How to integrate $\frac{1}{(x^2-4x+6)^{3/2}}$ with respect to x? I need to find $\int\frac{1}{(x^2-4x+6)^{3/2}}dx$ but am not sure where to start. I tried breaking up the denominator into $(x^2-4x+6)$ and $(x^2-4x+6)^\frac1{2}$ but can't figure out how I would integrate that by parts. I also thought about using partial fractions, but I don't know how to do that with a fractional exponent.
 A: The first thing you think of when you see $x^2-4x+6$ is completing the square:
$$
(x^2-4x + 4) + 2 = (x-2)^2+2 = \underbrace{{}\quad u^2 + 2\quad {}}_\text{No 1st-degree term}.
$$
Then you have
$$
\int \frac{du}{(u^2+2)^{3/2}}\tag 1
$$
(where $dx$ has become $du$ since $\dfrac d {dx} (x-2)=1$).
Letting $u = \sqrt 2 \tan\theta$ we get $du = \sqrt 2 \sec^2\theta\,d\theta$ and $u^2+2 = 2\sec^2\theta$.
The purpose of completing the square is always to reduce a problem involving a quadratic polynomial with a first-degree term to a problem involving a quadratic polynomial with no first-degree term.

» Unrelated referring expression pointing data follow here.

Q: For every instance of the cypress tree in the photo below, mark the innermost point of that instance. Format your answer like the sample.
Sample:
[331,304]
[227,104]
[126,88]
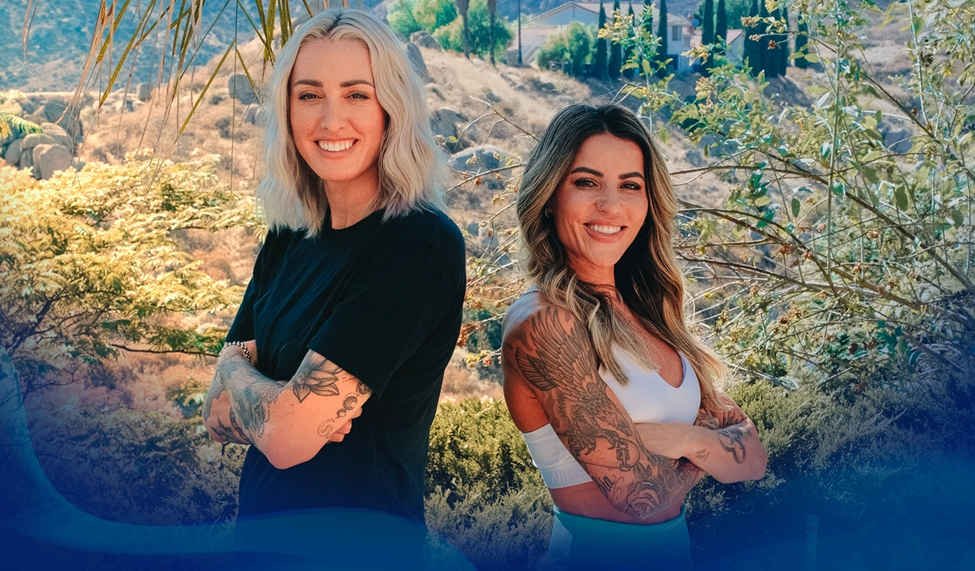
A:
[599,66]
[662,33]
[802,31]
[630,73]
[721,25]
[784,42]
[615,50]
[707,32]
[765,57]
[750,54]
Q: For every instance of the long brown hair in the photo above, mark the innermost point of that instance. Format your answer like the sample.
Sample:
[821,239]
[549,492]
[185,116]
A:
[648,278]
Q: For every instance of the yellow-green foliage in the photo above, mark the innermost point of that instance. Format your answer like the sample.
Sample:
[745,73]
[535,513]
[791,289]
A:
[88,264]
[484,494]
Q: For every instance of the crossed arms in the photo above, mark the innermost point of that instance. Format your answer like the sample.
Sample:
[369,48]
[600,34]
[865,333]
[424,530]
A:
[288,421]
[641,469]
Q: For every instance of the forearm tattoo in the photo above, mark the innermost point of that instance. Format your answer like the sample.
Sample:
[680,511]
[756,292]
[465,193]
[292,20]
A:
[561,364]
[316,375]
[731,437]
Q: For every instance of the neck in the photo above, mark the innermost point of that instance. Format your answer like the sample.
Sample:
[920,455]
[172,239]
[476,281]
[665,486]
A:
[350,203]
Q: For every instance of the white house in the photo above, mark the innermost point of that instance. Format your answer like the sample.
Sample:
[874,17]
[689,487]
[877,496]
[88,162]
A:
[540,27]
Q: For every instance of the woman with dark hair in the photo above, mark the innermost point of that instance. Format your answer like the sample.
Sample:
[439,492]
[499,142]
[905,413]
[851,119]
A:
[355,304]
[617,400]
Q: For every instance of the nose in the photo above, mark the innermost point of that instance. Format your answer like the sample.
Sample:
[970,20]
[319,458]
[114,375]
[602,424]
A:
[332,117]
[609,200]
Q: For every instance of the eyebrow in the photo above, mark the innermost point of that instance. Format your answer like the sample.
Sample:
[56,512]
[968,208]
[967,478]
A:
[594,172]
[350,83]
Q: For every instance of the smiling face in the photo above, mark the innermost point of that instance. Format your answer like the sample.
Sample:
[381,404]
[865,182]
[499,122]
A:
[600,206]
[336,120]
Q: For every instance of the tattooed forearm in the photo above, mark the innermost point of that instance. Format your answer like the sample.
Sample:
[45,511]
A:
[316,375]
[554,353]
[733,440]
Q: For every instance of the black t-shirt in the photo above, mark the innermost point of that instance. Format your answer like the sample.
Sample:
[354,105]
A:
[382,300]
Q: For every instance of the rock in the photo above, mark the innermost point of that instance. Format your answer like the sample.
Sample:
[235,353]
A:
[444,122]
[59,135]
[694,158]
[26,160]
[54,108]
[241,89]
[416,59]
[12,156]
[34,139]
[481,160]
[252,115]
[48,159]
[424,40]
[143,92]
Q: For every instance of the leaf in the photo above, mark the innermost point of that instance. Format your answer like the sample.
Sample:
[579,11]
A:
[900,198]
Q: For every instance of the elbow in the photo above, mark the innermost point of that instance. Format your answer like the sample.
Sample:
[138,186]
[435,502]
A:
[282,451]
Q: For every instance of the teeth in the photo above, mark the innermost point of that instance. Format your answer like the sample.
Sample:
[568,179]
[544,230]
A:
[605,229]
[335,146]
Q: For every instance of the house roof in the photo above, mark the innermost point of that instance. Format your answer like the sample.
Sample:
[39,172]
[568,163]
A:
[672,19]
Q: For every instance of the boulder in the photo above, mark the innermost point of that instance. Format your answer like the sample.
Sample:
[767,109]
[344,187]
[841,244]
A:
[26,160]
[49,159]
[54,108]
[143,92]
[444,122]
[252,115]
[241,89]
[424,40]
[479,159]
[59,135]
[694,158]
[12,156]
[416,59]
[34,139]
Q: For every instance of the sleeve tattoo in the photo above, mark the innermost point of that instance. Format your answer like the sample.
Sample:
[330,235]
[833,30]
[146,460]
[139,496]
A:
[562,366]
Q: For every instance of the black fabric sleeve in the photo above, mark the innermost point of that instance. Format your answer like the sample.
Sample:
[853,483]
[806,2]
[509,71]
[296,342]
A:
[399,298]
[242,328]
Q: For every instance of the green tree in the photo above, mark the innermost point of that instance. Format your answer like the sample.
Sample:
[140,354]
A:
[707,31]
[462,7]
[721,27]
[492,6]
[630,72]
[600,62]
[615,50]
[843,257]
[451,36]
[662,49]
[401,20]
[802,33]
[90,265]
[432,15]
[574,46]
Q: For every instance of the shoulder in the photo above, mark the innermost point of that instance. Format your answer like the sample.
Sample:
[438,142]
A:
[533,321]
[428,229]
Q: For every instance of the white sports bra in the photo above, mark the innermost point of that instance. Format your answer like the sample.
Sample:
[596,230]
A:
[647,398]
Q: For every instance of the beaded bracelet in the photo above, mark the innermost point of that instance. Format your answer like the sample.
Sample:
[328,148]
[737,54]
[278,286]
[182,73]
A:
[243,347]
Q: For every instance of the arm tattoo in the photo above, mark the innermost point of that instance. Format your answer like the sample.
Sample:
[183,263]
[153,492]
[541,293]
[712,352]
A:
[733,439]
[316,375]
[562,366]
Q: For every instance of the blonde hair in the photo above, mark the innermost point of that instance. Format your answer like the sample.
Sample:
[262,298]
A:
[410,163]
[648,277]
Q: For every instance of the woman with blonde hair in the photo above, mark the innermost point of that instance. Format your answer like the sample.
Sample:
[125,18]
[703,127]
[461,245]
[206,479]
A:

The integral $(1)$ becomes
$$
\int \frac{\sqrt 2 \sec^2\theta\,d\theta}{\sqrt 2 ^3 \sec^3\theta} = \frac 1 2 \int \frac{d\theta}{\sec\theta}.
$$
That one is found in all the tables.
At some point you'll need to convert $\sec\theta$ back to $\sqrt{u^2+2}$ and $\tan\theta$ to $u/\sqrt 2$, and then convert back to functions of $x$.  (Unless you're doing a definite integral, in which case, just change to the appropriate bounds on $\theta$ and plug those in for $\theta$ at the end.)